脊柱管狭窄症、背中を反らすのは是か非か?

東洋医学

脊柱管狭窄症と運動療法

脊柱管を狭窄している原因を取り除かない限り、痛みなどの症状はなくならないかといえばそうではありません。温熱療法や運動などの保存療法を続けることで、手術をしなくてもよくなったケースは多くあります。

脊柱管が狭窄されれば、それは脊柱管狭窄症

椎骨という骨が重なることで構成されている脊柱。脊柱の中を脊髄が通ります。脊髄の通る管を「脊柱管」といい脊髄は脳から骨盤へと走行する間に筋肉や内臓などに枝を伸ばしています。この脊柱管が狭窄されるのが脊柱管狭窄症です。神経や神経に伴走する血管が圧迫されることで、坐骨神経痛や間欠性破行(足がしびれ数百メートル程度の歩行でも困難だが、前かがみになってしばらく休むとまた歩けるようになる)などの症状が出ます。これは歩行により、運動量に対して血液供給量が足らなくなるためです。一時的に歩けなくなっても、しゃんがんだり腰を曲げると脊柱管内の圧迫が少なり、再度歩けるようになります。

脊柱管を狭窄する原因には次のようなものがあります。

●馬尾型:加齢などにより脊柱管内の組織が肥厚し脊柱管の内腔が狭くなり、脊髄全体を締め付けようになります。脊髄の下の方は馬の尻尾のようになっているためこれを「馬尾型」といいます。

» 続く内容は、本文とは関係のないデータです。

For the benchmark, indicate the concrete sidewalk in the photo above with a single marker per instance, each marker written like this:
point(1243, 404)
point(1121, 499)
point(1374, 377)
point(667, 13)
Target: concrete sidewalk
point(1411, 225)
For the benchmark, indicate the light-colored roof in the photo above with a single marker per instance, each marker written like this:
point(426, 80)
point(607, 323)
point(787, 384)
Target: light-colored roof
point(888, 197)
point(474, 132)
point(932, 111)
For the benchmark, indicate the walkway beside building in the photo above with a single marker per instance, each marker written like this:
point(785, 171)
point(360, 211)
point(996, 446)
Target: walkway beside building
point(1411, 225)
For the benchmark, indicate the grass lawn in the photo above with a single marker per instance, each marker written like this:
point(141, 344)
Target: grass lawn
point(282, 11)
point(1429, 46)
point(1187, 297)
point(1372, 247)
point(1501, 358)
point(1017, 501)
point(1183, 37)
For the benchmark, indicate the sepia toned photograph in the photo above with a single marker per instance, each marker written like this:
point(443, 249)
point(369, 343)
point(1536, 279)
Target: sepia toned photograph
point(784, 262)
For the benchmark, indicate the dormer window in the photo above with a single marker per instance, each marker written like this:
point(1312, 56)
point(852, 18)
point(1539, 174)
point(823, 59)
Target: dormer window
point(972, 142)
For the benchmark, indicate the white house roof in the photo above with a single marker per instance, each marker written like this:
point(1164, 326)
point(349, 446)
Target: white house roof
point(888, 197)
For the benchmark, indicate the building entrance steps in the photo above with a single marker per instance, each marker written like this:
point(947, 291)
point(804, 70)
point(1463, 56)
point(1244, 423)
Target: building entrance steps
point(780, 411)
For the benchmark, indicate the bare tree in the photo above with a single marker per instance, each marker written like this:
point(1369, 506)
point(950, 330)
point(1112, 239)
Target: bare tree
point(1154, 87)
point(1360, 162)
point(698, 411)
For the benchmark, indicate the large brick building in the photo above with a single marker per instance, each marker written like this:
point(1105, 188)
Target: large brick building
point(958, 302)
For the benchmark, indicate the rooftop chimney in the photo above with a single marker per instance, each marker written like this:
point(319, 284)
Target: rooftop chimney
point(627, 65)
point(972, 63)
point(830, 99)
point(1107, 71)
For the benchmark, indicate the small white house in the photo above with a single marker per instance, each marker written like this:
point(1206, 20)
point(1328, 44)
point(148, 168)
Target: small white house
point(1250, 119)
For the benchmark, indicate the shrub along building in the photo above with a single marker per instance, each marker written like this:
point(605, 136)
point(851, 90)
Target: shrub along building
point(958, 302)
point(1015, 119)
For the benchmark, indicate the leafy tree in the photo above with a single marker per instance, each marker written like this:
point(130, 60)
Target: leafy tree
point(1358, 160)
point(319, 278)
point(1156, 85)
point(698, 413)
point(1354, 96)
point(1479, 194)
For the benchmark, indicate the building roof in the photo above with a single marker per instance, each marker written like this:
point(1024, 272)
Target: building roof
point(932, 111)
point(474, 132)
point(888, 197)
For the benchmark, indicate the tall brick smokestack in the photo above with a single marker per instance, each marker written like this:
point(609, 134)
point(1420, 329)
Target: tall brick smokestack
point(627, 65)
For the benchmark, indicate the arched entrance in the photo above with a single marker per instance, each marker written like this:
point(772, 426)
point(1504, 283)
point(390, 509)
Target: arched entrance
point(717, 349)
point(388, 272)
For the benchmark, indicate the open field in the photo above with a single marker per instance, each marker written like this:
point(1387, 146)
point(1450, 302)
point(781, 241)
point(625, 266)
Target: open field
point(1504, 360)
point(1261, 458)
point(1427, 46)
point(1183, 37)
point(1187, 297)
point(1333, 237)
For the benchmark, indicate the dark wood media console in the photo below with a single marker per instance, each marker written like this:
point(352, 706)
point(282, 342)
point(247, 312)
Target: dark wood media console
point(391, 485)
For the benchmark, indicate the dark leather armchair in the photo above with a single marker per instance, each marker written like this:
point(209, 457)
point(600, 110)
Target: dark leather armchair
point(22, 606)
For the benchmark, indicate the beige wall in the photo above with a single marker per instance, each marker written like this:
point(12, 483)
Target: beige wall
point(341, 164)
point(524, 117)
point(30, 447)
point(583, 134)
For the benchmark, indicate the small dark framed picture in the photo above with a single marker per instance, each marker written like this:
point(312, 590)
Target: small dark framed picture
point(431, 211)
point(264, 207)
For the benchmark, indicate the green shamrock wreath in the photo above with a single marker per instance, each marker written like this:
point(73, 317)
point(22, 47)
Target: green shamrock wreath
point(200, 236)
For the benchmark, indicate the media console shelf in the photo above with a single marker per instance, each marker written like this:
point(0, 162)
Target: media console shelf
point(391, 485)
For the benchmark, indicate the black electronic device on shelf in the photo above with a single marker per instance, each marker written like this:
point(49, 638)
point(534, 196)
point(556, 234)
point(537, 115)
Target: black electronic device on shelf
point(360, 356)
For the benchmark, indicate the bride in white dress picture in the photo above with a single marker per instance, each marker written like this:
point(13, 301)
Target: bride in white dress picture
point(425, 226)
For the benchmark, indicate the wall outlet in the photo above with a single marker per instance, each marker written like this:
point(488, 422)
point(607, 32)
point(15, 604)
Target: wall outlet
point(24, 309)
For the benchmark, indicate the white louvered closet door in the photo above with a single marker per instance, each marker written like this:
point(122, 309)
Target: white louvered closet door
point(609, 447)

●神経根型:椎間板ヘルニア、変形性脊椎症などにより、脊髄から枝別れする根本(神経根)を傷害されるため「神経根型」といいます。

●混合型:馬尾型と神経根型の混合タイプです。

どのような運動をすればよいか

これさえやっておけば必ずよくなるといった方法があるわけではありません。腰や脚など下半身を中心としたストレッチを無理のない範囲で行います。注意しなければならないのは、そのときはできたとしても後になって痛みやシビレがひどくなるケースがあるということ。一度や二度ストレッチなどの運動療法をやったからといって、すぐに効果が表れるわけではありません。自分の体をよく観察し様子をみながら適切な量・時間を決め、随時微調節していくようにします。目安としては、少しの時間をこまめに行います。「3日に1度たっぷり」ではなく、「物足らないと感じる量を1日に2回」といった感じです。

体を反らすのは是か非か?

本などをみるとたくさんの方法が紹介されています。その中の一つに、うつ伏せになって背中が反る態勢をとるといったものがあります。背中を反らせれば脊柱管の内腔はますます狭くなり、よくないのではないか?と当然考えます。これによってひどい痛みが起こるようなら時期尚早、今はやらない方がいいでしょう。しかしこの体勢は腸腰筋のストレッチになります。その結果、腰椎部の前湾が少なくなり(反り腰でなくなり)、脊髄の圧迫が軽減され、脊柱管狭窄症の症状の緩和が期待できるという可能性もあります。

脊柱管狭窄症手術に対しての個人的見解

手術はやりたくないという人がほとんどでしょう。中には手術をまったく苦にしない人もいるかもしれませんが、手術をしても100%の成功が保証されているわけでもありません。もし、まだ、脊柱管狭窄症に対してよいとされることがあって、それを行っていないのであればそれを行うこと、手術を考えるのはその後でいいのではないかと思います。※膀胱直腸障害や筋力低下が顕著なものは手術が必要とされます。

脊柱管狭窄症と冷え

痛みやしびれなど脊柱管狭窄症の症状が、入浴などで体を温めて楽になることが多々あり、温熱療法は脊柱管狭窄症の諸症状を緩和させるための有効な手段の一つとなりえます。とはいえ一日中湯船に浸かっているわけにもいきません。根本的な冷えをなくすといった対応が必要です。

脊柱管狭窄症と鍼灸

先述のとおり脊柱管を狭窄している原因を取り除かない限り、痛みなどの症状はなくならないかといえば、必ずしもそうではありません。鍼にて陰部神経を刺激することで、症状がやわらぐことがあります。